Desde que ele não perturbe mais sua mãe, e que não interfira no seu namoro com André, pra ela tudo bem.

Apesar da inocência ter acabado, vez ou outra Taís se pegava pensando na criatividade dos mais antigos em escutar esses barulhos vindo do mato e a partir disso criar toda uma história por trás para usá-la como arma, nesse caso para a assegurar a obediência das crianças. Elas sempre eram ameaçadas de serem "jogadas aos bichos" caso fizessem pirraça, e a ameaça sempre funcionava.

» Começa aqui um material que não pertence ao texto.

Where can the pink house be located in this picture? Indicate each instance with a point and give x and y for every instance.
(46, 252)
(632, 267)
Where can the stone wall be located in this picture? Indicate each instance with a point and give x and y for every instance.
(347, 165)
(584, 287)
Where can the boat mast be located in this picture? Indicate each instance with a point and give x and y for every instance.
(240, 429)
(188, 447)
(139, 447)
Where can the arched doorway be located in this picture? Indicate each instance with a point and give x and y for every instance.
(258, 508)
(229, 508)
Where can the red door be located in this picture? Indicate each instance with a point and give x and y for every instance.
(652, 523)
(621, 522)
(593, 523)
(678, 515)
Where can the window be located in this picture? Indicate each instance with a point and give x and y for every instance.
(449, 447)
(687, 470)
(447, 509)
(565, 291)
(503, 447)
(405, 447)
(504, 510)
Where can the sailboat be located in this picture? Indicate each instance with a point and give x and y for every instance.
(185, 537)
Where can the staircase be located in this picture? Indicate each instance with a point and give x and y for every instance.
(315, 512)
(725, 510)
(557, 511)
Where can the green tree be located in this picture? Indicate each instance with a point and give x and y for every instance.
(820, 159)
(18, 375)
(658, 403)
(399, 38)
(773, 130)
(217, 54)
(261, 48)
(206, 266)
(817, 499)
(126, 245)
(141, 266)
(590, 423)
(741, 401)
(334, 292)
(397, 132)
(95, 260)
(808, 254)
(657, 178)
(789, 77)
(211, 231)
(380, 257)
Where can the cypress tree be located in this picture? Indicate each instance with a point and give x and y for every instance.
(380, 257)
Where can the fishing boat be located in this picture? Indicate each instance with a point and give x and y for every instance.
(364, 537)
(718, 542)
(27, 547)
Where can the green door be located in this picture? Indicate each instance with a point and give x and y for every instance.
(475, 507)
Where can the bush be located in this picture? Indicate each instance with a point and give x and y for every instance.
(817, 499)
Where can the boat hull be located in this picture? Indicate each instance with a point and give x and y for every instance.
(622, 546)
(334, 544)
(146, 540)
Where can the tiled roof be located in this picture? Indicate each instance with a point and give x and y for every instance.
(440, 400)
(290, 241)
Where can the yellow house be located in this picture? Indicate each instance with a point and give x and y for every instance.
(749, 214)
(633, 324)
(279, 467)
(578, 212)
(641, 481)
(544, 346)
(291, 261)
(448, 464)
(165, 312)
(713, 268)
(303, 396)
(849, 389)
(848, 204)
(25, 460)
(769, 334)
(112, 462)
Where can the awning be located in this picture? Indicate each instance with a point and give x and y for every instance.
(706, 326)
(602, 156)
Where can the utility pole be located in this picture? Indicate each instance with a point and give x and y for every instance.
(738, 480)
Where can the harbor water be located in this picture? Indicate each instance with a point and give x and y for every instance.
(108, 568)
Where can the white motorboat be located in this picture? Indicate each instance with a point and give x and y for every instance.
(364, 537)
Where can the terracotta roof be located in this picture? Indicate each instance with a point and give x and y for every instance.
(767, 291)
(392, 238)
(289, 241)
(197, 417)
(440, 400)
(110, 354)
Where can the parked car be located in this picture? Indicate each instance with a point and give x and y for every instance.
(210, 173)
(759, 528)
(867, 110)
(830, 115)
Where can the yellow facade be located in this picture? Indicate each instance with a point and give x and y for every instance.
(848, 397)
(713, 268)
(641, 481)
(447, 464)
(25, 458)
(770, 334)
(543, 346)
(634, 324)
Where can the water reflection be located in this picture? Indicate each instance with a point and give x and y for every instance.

Porém, não foram esses barulhos que aterrorizaram Taís ao ponto de soltar um grito de desespero que alcançou até o segundo andar, acordando todos independente se tinham um sono leve ou não. Suas mãos estava na frente do rosto e a pele de seu rosto se apresentava pálida. Os olhos arderam com a lágrimas já aparecendo, naquele momento não seria capaz de formular uma palavra sequer. Assim que ela acendeu a luz no bocal ao lado da escada, ela viu. A imagem era horrível, pior do que qualquer cena de filme de terror que já tenha visto. Porque aquela cena não era confeccionada, não era montada, Inácio não era um ator e o líquido avermelhado que se espalhava por toda sua camisa e pelo carpete não era tinha vermelha. Era real. Aquilo era real, mas ela queria acreditar que não fosse.

Inácio estava deitado de barriga para cima, seus braços estendidos ao lado do corpo, suas mão cobertas de sangue, o carpete estava manchado de um vermelho escuro.

Taís paralisou, não se movia, não falava, quase não respirava direito e estava estática. Parecia ter sido petrificada, não desgrudava os olhos da cena. Nem mesmo os vários passos apressados ecoando pelas escadas foram capaz de tirá-la de seu estado de choque que só teve fim quando André apareceu assustado no cômodo já ocupado pelos outros clientes da pensão e se enfiou na frente de Taís.

Ao tampar sua visão, ele segurou seu rosto e o encostou em seu peito a permitindo voltar a respirar normalmente e chorar o quanto podia.